É por essa razão que, ainda que com o atraso de duas décadas, o legislador ordinário procurou deixar clara a distinção entre os efeitos jurídicos da responsabilidade civil e das sanções decorrentes da prática do ato de desonestidade administrativa, nos termos dos artigos 17-D e 18 incorporados pela Lei nº 14.230/2021. Explicitou que a ação de improbidade possui caráter repressivo, objetivando sancionar o infrator, e não se confundindo com a ação civil pública ordinária, dirigida à tutela de direitos supraindividuais e individuais homogêneos.
Gêmeos bivitelinos
Por esse caminho, não é difícil perceber que, ao contrário do que o ocorre na demanda indenizatória civil motivada pelos danos sofridos por um ente público, por exemplo, cujo ônus e a valoração da prova da autoria ou da materialidade do ilícito se mostram menos rígidos (artigo 17, § 19, I e II), a ação de improbidade administrativa, em virtude do pertencimento ao microssistema do Direito Administrativo Sancionador – atrai a incidência dos princípios típicos do Direito Penal, entre eles o do in dubio pro reo.

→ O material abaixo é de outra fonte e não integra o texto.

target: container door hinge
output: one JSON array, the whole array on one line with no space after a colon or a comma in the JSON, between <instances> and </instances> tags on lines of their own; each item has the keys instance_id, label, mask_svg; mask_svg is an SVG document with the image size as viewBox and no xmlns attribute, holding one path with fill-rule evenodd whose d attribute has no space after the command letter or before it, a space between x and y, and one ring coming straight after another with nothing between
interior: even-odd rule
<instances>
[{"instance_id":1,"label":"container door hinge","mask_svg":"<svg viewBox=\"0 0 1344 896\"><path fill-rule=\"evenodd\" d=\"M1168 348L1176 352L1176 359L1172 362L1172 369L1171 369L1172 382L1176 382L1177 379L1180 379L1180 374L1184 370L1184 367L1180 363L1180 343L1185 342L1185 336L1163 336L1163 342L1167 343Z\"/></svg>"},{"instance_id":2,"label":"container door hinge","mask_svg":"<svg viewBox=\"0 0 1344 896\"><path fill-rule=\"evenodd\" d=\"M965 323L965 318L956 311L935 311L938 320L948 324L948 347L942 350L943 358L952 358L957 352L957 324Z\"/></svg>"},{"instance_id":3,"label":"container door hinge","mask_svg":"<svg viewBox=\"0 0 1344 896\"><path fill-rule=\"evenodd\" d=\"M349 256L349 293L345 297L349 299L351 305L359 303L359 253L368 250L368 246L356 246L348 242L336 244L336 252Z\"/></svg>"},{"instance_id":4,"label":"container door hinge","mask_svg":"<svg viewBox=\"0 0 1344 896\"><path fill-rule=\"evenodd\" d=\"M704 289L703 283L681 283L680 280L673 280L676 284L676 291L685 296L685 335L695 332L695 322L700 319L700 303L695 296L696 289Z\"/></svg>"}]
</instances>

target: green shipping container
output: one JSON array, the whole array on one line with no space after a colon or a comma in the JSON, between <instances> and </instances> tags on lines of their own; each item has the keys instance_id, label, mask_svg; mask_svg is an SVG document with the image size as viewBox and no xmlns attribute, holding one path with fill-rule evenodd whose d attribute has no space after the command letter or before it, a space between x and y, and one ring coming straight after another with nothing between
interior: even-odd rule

A aproximação dos aspectos inerentes à prova no processo de improbidade administrativa fica mais evidente, quando o § 8º, do artigo 17, da LIA, garante ao réu “o direito de ser interrogado sobre os fatos de que trata a ação, e a sua recusa ou o seu silêncio não implicarão confissão”, não sem antes exigir (§ 6º) do autor da ação a individualização da conduta ilícita do acusado, indicando os “elementos probatórios mínimos”, a revelar a necessidade de justa causa (tipicidade objetiva e subjetiva).

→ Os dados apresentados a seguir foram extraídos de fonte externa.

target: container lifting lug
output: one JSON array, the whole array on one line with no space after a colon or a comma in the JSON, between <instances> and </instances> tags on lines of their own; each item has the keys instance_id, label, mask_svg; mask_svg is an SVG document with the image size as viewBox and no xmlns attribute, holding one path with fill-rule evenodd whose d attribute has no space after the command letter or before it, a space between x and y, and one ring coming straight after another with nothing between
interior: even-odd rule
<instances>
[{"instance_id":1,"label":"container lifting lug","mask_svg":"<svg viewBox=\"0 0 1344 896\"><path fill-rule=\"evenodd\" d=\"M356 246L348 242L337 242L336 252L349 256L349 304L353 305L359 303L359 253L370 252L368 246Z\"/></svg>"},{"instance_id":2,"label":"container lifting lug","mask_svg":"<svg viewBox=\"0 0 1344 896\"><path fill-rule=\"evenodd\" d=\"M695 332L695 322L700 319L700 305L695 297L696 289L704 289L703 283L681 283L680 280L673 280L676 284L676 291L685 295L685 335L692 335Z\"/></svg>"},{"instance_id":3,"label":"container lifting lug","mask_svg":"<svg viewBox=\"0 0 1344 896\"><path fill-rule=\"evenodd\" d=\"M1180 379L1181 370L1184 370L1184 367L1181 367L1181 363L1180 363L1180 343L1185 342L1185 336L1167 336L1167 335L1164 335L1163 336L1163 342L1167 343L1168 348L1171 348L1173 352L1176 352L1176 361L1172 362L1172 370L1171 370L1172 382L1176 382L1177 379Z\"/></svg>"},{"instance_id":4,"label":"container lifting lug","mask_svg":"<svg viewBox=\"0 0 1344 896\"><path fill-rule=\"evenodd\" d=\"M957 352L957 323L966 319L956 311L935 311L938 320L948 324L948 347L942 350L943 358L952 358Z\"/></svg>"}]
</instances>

É compreensível, portanto, dentro da lógica encartada pela renovada lei das improbidades administrativas, a vinculação da sentença proferida pelo juízo cível às hipóteses, excluída aquela do inciso III do artigo 386, do CPP, previstas na regra do § 4º, do artigo 21, da Lei nº 8.429/1992. Mais do que isso, existe mesmo uma aderência das instâncias, que advém do princípio da segurança jurídica, ao obstar que a valoração feita por um juiz, seja ele cível ou criminal, sobre mesmos fatos, possa se apresentar divergente num e noutro caso, sob pena de desestruturar o sistema de jurisdição.
O tema verberou em decisão do STJ, ao assentar que a impossibilidade de que “o dolo da conduta em si não esteja demonstrado no juízo cível e se revele no juízo penal, porquanto se trata do mesmo fato, na medida em que a ausência do requisito subjetivo provado interfere na caracterização da própria tipicidade do delito” (STJ – RHC nº 173448/DF, 5ª Turma, relator ministro Reynaldo Soares da Fonseca, DJe de 13/3/2023).
Com efeito, se a absolvição do réu na ação sancionatória de improbidade administrativa levou o STJ a trancar uma ação penal, o outro lado da moeda há de ter idêntico brasão, porque não faria sentido imaginar que o dolo da conduta delituosa que não se demonstra no juízo criminal, pudesse se revelar como apto a justificar imputações de improbidade administrativa (dependentes do mesmo dolo) perante o juízo cível.
Enfim, os atos de improbidade administrativa e os delitos criminais contra a administração pública se apresentam ao mundo jurídico como gêmeos bivitelinos. Eles são “geneticamente” (Direito Penal x Direito Administrativo) distintos, mas originados e gestados dentro de um mesmo sistema legal e repressivo. A comunicabilidade das instâncias nesse modo quase biológico racionar, decorre naturalmente da unidade do jus puniendi do Estado.